Por Fernando Valladares* y Mar Gulis (CSIC)

“Verdes montañas” o “campos de cultivo” son expresiones con las que a menudo describimos el paisaje que configura el «campo», un campo que visitamos en nuestros recorridos cotidianos o viajes vacacionales. Apreciamos bosques y plantaciones, pero ¿podemos leer algo más sobre lo que estamos viendo? ¿Qué árboles pueblan esos bosques? ¿Son bosques complejos autóctonos o plantaciones productivas de un solo tipo de árbol? ¿Cuánto tiempo llevan ahí? ¿Qué había antes de las amplias extensiones de regadío? ¿Afectan las redes de autopistas y carreteras a la flora y fauna? Veamos algunos apuntes para entender el paisaje a través de los ojos de la ecología.

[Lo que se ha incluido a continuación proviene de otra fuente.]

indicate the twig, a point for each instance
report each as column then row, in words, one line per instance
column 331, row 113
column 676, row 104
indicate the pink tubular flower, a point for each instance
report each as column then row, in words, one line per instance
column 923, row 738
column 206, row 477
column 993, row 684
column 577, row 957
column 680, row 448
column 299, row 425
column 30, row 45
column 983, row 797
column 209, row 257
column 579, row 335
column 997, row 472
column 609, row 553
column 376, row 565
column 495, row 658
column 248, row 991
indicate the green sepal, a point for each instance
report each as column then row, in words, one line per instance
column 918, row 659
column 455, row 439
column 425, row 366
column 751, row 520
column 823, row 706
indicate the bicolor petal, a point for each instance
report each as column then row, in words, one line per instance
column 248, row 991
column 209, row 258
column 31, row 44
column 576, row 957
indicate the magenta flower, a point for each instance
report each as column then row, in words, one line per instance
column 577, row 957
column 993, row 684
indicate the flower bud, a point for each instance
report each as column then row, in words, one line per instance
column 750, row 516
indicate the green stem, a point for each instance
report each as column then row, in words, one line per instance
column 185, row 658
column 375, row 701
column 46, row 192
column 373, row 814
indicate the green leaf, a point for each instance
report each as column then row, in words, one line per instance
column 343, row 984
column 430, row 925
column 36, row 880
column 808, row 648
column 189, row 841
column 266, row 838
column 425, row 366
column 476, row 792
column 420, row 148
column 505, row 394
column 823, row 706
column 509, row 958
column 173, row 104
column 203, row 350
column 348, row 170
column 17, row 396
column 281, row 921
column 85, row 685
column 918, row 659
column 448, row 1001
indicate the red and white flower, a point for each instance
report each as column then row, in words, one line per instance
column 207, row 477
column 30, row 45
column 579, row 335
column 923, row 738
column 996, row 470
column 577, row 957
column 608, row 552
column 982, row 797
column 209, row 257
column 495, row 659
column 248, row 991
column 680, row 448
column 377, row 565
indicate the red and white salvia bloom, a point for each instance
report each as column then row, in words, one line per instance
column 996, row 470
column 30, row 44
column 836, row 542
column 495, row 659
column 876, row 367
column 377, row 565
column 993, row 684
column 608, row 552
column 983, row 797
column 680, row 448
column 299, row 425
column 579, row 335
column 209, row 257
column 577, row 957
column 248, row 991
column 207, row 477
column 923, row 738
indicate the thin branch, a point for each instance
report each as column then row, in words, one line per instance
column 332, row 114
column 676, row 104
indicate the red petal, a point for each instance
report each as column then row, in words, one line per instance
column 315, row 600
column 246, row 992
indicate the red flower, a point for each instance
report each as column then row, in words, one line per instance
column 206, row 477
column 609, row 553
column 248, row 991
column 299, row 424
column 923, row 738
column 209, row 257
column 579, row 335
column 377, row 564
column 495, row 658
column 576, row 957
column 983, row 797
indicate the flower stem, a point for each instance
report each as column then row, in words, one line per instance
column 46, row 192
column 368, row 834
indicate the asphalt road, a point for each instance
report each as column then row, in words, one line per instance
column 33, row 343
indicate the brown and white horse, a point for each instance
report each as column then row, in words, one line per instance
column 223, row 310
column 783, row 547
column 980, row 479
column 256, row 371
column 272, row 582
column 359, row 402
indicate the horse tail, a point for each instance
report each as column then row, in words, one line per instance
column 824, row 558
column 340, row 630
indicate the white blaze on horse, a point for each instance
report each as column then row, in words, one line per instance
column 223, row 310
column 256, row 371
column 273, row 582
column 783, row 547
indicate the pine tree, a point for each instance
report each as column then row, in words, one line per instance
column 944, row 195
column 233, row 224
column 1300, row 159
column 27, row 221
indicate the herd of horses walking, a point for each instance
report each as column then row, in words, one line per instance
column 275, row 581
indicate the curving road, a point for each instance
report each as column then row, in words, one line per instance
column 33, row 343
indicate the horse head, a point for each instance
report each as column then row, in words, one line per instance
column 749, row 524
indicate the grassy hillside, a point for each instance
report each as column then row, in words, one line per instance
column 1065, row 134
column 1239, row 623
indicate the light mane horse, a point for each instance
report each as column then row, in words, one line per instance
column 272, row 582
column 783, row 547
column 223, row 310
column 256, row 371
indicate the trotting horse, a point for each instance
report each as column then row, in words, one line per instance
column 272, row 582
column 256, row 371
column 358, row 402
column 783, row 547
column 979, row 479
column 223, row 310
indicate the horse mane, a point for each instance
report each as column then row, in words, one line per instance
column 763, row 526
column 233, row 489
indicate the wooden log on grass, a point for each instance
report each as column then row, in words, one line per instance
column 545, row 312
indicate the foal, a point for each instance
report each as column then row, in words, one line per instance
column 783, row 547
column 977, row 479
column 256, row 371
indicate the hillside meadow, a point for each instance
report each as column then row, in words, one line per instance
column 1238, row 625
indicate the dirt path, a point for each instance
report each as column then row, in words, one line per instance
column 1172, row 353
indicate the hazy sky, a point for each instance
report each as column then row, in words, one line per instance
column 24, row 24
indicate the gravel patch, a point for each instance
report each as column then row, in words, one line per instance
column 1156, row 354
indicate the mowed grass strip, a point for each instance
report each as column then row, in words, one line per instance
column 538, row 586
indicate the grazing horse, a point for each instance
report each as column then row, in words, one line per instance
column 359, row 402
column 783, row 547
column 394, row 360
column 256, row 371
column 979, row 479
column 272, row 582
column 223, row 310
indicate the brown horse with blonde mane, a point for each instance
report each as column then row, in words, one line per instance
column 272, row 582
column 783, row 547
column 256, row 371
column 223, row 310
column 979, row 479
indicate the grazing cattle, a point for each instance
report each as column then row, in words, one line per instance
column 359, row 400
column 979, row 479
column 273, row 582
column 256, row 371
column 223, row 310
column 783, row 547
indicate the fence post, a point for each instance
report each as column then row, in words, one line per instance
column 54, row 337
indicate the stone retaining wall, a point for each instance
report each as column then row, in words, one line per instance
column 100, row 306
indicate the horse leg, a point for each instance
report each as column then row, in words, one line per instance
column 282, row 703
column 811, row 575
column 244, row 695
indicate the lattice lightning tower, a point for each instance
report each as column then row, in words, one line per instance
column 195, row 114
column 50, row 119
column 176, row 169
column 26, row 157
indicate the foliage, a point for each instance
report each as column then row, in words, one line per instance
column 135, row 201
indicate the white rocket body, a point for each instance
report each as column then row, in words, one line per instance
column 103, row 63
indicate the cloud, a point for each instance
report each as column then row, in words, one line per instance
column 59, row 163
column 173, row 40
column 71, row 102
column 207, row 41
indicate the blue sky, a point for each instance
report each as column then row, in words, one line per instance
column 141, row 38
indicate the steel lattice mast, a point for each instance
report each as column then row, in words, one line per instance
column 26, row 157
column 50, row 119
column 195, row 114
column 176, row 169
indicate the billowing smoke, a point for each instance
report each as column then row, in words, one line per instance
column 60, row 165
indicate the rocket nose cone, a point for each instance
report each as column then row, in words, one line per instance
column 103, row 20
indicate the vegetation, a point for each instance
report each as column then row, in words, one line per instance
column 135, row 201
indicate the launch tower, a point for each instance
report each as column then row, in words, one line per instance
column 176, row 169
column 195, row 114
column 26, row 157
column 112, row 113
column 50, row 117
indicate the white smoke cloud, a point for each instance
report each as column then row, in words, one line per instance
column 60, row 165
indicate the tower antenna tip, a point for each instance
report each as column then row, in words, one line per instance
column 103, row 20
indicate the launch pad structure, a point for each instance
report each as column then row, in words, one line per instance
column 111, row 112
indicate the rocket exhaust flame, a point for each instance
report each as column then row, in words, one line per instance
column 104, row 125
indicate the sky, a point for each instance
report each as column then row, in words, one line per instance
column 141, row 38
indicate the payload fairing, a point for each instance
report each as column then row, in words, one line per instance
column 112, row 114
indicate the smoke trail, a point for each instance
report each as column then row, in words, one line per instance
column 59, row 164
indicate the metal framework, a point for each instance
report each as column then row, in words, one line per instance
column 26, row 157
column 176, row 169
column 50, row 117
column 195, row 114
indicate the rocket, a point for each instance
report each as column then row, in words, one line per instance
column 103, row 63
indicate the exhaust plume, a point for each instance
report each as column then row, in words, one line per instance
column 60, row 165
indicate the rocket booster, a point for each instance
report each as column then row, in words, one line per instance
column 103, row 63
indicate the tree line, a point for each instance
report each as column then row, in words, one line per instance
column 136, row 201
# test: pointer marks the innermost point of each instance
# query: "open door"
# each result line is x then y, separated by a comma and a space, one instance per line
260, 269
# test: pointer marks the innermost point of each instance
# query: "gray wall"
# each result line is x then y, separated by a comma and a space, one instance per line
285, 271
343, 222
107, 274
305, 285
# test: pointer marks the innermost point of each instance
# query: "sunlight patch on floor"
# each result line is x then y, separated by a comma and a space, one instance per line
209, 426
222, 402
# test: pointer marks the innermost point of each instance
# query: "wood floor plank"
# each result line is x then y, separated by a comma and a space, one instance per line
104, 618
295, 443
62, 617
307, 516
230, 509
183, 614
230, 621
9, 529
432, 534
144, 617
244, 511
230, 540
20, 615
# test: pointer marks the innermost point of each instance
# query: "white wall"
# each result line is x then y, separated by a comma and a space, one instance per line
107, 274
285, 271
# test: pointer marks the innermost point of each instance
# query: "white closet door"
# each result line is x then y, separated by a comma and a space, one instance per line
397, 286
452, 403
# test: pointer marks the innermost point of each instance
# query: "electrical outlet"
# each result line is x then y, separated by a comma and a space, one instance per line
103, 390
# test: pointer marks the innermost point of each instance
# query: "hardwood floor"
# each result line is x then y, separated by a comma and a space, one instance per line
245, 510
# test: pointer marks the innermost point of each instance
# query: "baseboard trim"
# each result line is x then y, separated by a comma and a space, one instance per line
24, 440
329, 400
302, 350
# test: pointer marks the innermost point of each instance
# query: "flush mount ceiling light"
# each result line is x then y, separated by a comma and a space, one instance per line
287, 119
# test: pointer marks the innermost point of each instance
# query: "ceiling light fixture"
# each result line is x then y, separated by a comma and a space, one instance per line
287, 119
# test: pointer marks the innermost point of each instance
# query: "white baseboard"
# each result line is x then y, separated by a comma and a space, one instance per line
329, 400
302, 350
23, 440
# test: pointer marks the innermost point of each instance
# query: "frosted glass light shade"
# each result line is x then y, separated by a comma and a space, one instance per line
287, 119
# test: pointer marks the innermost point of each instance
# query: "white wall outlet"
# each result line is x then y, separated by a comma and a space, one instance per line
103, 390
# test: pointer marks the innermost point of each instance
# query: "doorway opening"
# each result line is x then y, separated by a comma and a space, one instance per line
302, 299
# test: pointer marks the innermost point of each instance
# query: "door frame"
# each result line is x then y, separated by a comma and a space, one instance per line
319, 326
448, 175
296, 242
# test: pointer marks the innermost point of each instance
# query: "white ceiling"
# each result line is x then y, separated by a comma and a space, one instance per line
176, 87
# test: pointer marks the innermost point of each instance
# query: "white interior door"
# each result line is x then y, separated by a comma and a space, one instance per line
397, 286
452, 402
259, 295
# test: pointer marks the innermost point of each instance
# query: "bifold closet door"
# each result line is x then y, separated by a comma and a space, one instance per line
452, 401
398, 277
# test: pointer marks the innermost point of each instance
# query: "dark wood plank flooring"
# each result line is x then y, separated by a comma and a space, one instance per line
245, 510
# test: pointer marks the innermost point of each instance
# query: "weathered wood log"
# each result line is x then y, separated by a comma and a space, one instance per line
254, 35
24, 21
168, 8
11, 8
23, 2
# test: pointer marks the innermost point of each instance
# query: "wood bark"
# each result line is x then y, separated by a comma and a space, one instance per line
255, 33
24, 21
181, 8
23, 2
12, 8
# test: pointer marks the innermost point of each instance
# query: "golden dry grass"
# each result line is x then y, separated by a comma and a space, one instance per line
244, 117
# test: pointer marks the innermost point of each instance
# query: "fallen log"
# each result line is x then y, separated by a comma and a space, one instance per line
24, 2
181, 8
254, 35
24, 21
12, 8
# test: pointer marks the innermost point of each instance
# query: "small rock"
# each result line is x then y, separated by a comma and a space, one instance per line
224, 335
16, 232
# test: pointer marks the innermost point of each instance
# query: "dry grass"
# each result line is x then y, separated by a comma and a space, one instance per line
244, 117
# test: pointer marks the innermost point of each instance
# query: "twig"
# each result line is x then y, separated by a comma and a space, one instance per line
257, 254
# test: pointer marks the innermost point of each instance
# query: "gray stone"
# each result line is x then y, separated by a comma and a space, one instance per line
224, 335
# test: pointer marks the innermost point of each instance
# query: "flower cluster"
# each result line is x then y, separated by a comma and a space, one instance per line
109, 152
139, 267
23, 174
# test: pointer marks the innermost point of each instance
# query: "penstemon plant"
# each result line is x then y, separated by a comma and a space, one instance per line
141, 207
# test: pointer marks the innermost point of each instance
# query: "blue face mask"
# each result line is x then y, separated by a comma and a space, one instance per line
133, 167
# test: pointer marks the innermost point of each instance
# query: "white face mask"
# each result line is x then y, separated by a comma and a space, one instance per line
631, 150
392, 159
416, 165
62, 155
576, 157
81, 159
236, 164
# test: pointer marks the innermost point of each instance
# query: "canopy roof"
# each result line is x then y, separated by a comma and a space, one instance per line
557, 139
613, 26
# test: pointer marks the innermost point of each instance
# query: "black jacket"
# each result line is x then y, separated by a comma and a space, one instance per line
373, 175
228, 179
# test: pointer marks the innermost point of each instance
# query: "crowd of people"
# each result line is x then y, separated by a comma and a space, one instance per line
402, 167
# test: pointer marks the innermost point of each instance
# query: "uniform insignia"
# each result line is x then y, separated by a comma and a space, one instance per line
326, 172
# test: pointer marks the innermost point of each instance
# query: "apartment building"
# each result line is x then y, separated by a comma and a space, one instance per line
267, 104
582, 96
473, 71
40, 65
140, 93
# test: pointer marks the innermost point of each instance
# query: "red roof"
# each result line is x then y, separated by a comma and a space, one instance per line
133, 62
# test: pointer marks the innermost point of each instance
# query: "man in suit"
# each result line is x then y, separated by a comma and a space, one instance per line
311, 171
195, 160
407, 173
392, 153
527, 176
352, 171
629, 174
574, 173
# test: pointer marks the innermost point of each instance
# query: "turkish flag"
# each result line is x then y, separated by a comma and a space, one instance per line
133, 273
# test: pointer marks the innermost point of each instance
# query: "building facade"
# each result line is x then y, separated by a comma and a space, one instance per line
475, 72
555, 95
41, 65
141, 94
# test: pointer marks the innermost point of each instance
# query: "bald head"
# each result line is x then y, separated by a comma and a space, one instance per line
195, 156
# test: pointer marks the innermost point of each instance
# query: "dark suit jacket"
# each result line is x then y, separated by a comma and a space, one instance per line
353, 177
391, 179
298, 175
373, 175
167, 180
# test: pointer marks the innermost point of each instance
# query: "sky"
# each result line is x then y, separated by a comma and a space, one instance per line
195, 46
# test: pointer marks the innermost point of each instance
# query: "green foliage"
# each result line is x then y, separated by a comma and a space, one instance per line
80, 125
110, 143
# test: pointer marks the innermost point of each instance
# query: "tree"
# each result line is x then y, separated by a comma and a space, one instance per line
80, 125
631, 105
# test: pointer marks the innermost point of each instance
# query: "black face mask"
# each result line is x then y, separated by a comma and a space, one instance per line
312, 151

Paisaje en Alcubilla de las Peñas, Soria, España (2015). / Diego Delso

El paisaje, como la vida, no es estático: ha ido cambiando a medida que se han modificado la demografía, los hábitos y nuestra interacción con el medio. Claro, que no todas las civilizaciones se han relacionado de la misma manera con su entorno. Algunas culturas en diferentes regiones del globo aún conviven de manera más o menos sostenible con sus territorios. A pesar de ello, se puede decir que, a día de hoy, existen muy pocos ecosistemas sobre la superficie terrestre que no hayan sido modificados. La extensión de un modelo social y económico basado en la extracción desmedida y concentrada de recursos naturales, sumada al alto crecimiento de la población humana, han hecho que hoy podamos afirmar que más del 45% de la superficie terrestre ya está profundamente alterada por el ser humano.

Granja solar. / Anonim Zero, Pexels

Un poco de historia: mucho más que domesticación de especies

Año 7.000 antes de Cristo. En el Levante mediterráneo ya se cosechan los ocho cultivos neolíticos fundadores: farro, trigo escanda, cebada, guisantes, lentejas, yero, garbanzos y lino. Hacia el este, en el interior, entre los ríos Tigris y Éufrates, los pueblos de la antigua Mesopotamia crían cerdos para obtener alimento y pastorean ovejas y cabras en la estación húmeda de invierno. El arroz está domesticado en China. En la actual Nueva Guinea se cultivan la caña de azúcar y verduras de raíz, y en los Andes la papa, los frijoles y la coca, mientras se cría ganado de llamas, alpacas y cuyes. Se trata de la revolución neolítica, que comenzó hace unos 13.000 años: la sedentarización y el surgimiento de las ciudades hecho posible por la agricultura y la ganadería, la domesticación de animales y plantas. Fue el inicio de lo que hoy se conoce como Antropoceno. Desde entonces hasta ahora, el impacto de los seres humanos en el planeta no ha hecho más que aumentar y extenderse a ritmo creciente.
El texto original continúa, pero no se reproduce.